El ayuntamiento de Barro también ha destinado parte de los ingresos por tasas turísticas —que ascienden a 42.000 euros anuales— a mejorar el transporte rural: desde julio de 2026, un autobús eléctrico conecta el parque con la estación de tren de Pontevedra cada hora, reduciendo en un 40 % el uso del coche particular.
La experiencia del visitante se construye con respeto y sencillez
Claves del asunto
- El Parque da Natureza do Río Barosa está abierto al público de forma gratuita y con horario extendido (9:00–21:00).
- La Fervenza do Río Barosa forma tres piscinas naturales con temperaturas estables de 14 °C en pleno verano.
- Desde el 12 de agosto de 2026, rige un límite de 350 visitantes diarios para proteger el ecosistema acuático.
- La Diputación de Pontevedra invirtió 285.000 euros en infraestructura accesible y señalización ecológica.
- El parque forma parte del Plan de Espacios Naturales de Galicia, bajo el Decreto 123/2021 de la Xunta de Galicia.

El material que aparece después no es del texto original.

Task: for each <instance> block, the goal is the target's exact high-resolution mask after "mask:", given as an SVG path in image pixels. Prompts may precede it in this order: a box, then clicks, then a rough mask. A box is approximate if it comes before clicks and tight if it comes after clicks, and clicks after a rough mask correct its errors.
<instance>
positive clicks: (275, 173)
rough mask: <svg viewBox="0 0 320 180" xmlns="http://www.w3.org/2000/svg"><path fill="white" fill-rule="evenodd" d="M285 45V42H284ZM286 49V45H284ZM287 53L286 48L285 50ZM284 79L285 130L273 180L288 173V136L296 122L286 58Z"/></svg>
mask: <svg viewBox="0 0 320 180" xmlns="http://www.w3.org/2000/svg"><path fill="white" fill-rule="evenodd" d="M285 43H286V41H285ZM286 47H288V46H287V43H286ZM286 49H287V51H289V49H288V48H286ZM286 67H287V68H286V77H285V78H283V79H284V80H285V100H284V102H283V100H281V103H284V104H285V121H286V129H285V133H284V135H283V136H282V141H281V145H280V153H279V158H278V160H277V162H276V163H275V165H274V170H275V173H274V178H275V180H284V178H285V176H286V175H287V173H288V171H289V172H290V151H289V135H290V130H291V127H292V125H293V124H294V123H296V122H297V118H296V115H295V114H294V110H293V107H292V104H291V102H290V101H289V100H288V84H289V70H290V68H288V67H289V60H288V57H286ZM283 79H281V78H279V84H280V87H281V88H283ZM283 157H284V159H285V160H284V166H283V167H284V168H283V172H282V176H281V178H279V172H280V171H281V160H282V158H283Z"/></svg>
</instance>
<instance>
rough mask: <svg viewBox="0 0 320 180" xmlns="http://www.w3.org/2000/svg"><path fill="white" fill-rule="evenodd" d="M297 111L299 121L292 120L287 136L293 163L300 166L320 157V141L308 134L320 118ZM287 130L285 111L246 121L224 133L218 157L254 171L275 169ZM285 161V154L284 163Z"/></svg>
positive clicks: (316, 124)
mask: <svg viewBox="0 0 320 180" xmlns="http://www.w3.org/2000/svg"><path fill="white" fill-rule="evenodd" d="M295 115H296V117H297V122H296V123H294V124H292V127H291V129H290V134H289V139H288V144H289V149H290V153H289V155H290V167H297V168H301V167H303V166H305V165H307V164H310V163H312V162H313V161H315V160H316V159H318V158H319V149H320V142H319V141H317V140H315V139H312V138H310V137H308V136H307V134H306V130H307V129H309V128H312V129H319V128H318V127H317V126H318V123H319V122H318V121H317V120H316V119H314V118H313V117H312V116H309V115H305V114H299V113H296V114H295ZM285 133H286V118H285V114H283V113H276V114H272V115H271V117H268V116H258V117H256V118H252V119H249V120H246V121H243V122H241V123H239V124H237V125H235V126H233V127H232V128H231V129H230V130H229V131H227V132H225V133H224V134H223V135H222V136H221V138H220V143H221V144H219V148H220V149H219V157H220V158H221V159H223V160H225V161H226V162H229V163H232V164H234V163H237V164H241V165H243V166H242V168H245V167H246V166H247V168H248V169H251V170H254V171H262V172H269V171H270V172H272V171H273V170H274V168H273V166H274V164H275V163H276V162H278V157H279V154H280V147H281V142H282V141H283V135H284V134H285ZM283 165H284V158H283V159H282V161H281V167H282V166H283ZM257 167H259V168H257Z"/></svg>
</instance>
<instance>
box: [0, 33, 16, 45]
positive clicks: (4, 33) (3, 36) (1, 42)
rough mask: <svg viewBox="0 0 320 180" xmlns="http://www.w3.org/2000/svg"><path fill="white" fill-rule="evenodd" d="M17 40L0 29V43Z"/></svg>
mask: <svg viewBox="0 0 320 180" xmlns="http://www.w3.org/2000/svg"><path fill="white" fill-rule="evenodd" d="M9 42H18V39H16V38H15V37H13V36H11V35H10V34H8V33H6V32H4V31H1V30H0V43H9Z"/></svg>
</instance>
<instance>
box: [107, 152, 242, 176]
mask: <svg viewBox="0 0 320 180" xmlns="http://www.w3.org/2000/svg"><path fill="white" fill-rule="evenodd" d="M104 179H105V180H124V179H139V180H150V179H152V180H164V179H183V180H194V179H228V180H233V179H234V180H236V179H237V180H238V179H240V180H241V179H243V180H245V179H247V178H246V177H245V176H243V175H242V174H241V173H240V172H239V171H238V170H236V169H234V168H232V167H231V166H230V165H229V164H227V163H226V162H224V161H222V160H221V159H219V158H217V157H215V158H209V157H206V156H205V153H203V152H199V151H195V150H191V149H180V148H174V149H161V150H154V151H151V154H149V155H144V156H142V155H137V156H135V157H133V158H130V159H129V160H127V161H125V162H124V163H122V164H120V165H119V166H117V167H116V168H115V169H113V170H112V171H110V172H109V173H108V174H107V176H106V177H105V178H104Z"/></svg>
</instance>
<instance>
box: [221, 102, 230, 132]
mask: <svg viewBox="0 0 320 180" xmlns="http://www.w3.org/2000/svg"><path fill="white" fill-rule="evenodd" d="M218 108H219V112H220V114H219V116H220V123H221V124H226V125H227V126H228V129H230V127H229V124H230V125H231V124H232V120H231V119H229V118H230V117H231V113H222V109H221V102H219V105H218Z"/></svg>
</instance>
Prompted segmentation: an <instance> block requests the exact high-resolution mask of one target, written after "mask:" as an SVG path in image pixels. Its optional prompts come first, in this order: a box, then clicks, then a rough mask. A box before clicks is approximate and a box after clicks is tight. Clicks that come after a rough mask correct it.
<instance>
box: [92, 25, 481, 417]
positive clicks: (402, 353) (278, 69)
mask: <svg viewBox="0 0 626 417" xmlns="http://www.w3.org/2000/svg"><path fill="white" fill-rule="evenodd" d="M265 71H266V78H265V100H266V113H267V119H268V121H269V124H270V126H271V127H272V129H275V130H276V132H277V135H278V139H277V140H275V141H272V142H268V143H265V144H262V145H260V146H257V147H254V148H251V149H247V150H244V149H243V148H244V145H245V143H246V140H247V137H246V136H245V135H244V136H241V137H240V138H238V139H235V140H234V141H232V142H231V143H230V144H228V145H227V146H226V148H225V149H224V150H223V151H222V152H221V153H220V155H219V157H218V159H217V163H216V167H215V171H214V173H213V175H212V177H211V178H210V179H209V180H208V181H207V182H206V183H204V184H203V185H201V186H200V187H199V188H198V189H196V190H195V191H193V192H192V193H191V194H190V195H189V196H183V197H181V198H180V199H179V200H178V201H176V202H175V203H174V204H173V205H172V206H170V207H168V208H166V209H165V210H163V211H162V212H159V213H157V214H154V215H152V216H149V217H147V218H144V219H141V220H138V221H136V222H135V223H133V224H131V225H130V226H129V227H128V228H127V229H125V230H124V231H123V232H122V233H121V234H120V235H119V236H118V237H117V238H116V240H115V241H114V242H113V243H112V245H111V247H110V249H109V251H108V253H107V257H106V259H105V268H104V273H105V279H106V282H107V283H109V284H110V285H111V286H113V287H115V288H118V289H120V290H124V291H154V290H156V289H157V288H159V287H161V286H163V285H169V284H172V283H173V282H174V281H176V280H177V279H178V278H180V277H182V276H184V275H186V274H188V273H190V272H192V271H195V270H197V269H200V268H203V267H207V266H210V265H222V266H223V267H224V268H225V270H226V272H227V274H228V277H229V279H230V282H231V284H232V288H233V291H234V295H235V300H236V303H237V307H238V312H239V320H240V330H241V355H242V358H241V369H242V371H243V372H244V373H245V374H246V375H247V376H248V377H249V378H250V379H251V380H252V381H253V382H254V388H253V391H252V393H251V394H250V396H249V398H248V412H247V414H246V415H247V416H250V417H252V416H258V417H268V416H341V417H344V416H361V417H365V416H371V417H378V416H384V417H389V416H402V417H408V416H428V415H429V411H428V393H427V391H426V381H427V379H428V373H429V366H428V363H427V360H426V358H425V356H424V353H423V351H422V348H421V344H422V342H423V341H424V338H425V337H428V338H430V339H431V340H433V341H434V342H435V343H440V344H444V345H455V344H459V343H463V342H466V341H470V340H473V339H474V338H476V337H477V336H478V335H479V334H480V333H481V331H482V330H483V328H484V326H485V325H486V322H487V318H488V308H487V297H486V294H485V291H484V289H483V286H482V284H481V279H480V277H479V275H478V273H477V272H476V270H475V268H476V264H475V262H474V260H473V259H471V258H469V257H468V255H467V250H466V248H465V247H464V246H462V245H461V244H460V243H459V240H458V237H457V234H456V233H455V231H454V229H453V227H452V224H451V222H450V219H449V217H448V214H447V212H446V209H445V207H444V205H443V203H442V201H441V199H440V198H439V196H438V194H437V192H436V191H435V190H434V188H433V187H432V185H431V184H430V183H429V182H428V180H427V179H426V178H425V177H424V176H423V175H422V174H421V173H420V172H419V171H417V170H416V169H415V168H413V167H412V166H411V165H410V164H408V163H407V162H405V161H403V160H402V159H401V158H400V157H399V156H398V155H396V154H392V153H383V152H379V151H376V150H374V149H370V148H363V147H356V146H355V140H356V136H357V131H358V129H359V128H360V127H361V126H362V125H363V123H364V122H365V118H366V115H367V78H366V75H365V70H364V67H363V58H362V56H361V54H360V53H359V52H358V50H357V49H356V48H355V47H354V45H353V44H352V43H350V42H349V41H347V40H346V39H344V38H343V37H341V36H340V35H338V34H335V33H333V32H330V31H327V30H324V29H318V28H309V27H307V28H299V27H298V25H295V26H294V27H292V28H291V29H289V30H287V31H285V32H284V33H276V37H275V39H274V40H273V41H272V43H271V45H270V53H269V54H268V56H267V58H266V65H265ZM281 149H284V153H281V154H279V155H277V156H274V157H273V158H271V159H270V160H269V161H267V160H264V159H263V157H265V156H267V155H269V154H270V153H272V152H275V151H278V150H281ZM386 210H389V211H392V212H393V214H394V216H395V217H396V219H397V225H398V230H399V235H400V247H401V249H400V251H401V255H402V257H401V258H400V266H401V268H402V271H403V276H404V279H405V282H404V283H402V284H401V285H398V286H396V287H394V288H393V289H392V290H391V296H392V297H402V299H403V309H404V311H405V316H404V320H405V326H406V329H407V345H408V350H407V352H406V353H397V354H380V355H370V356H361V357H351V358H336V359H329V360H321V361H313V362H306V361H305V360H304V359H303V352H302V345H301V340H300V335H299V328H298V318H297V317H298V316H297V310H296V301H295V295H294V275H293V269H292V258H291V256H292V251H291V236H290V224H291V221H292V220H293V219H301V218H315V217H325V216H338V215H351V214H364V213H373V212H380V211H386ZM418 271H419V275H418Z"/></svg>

La sencillez es su mayor fortaleza. No hay taquillas, ni cámaras de seguridad, ni aplicaciones de reserva. Solo un cartel de madera con el nombre del lugar, una flecha hacia el sendero y el murmullo constante del agua. Allí, bajo la cascada, el verano no se consume: se respira, se escucha, se siente —y se protege, paso a paso, con cada visita responsable.
La Fervenza do Río Barosa no es un destino turístico. Es una promesa cumplida: que la naturaleza puede ser accesible, frágil y fuerte al mismo tiempo.